Gambia: Draft Constitution Proposes Two Term Limit And Absolute Majority

Serekunda Market, Gambia

The Constitutional Review Commission has shared the Constitution it has drafted with the public to get their feedback before the final draft is done and submitted, together with a report, to the President next month.

The draft Constitution proposes that a candidate is declared elected as president if he or she polls more than half the votes cast. In short, under the proposed Constitution, no one can become President by winning less than half the votes cast. This is called the absolute majority principle.

Paragraph (1) of Clause 95 states,

"The Independent Boundaries and Electoral Commission shall declare a candidate elected as President if the candidate has received more than half of all the votes validly cast in the election."

If no one has more than half the votes cast, there will be a second round of voting contested by the two who have polled the highest number of votes, and the winner will be declared elected.

Paragraph (2) of Clause 95 stipulates:

"If, on the first election, no candidate is elected, the Independent Boundaries and Electoral Commission shall hold a fresh election within fourteen days of the date of declaration of the results of the first election."

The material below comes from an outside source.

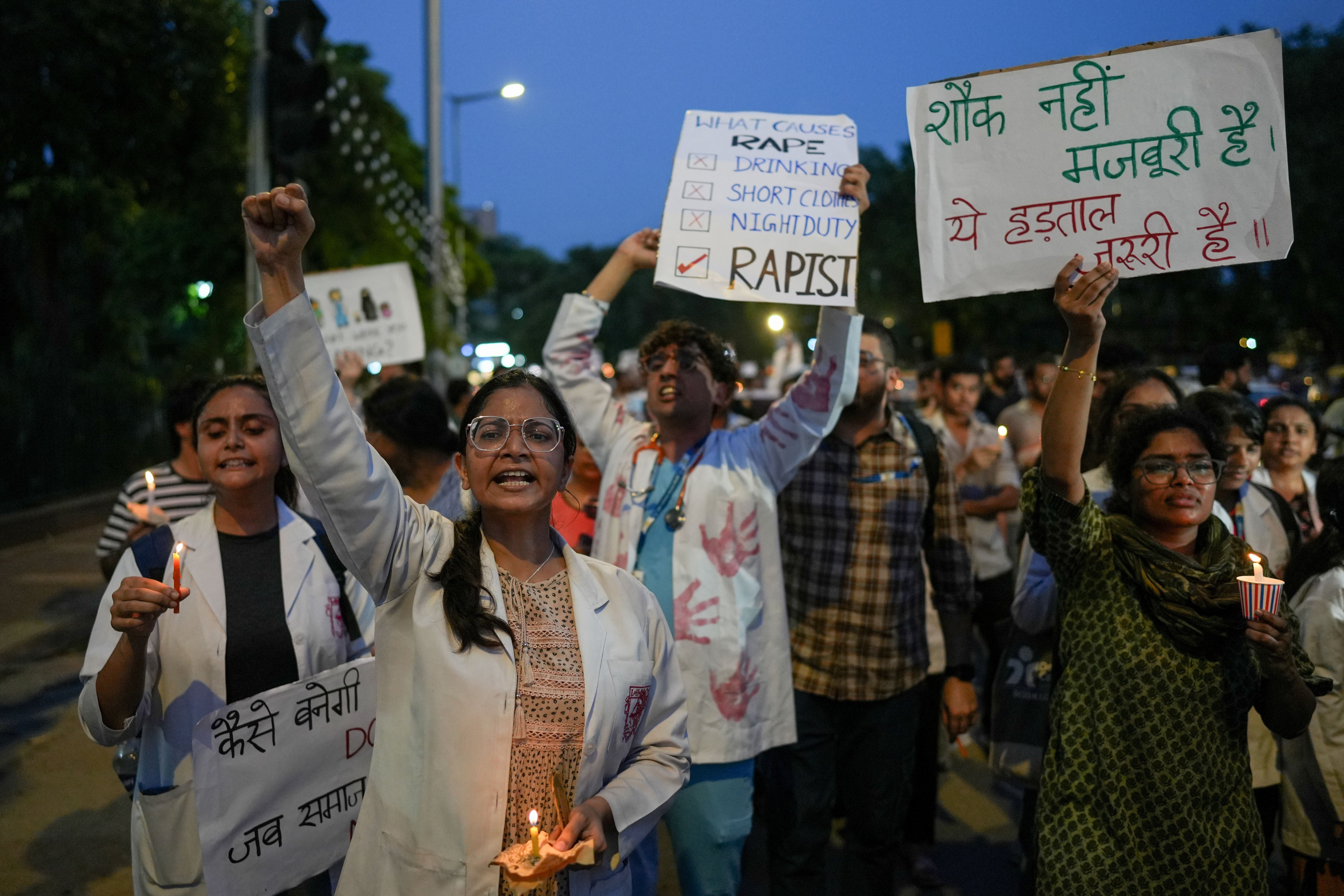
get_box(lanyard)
[630,434,710,556]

The draft Constitution also proposes the restriction of the term limit of an elected president to two terms and nothing more. It stipulates in clause 100 paragraph (2) that,

"No person shall hold office as President for more than two terms of five years each, whether or not the terms are consecutive."

This means that a person may serve as president for a period of up to ten years if re-elected while in office, but he will never ever be entitled to become president again. If he or she is not re-elected he or she would be allowed to serve for only one five year term and no more.

These two provisions will go a long way to curb the incumbency and self-perpetuating rule.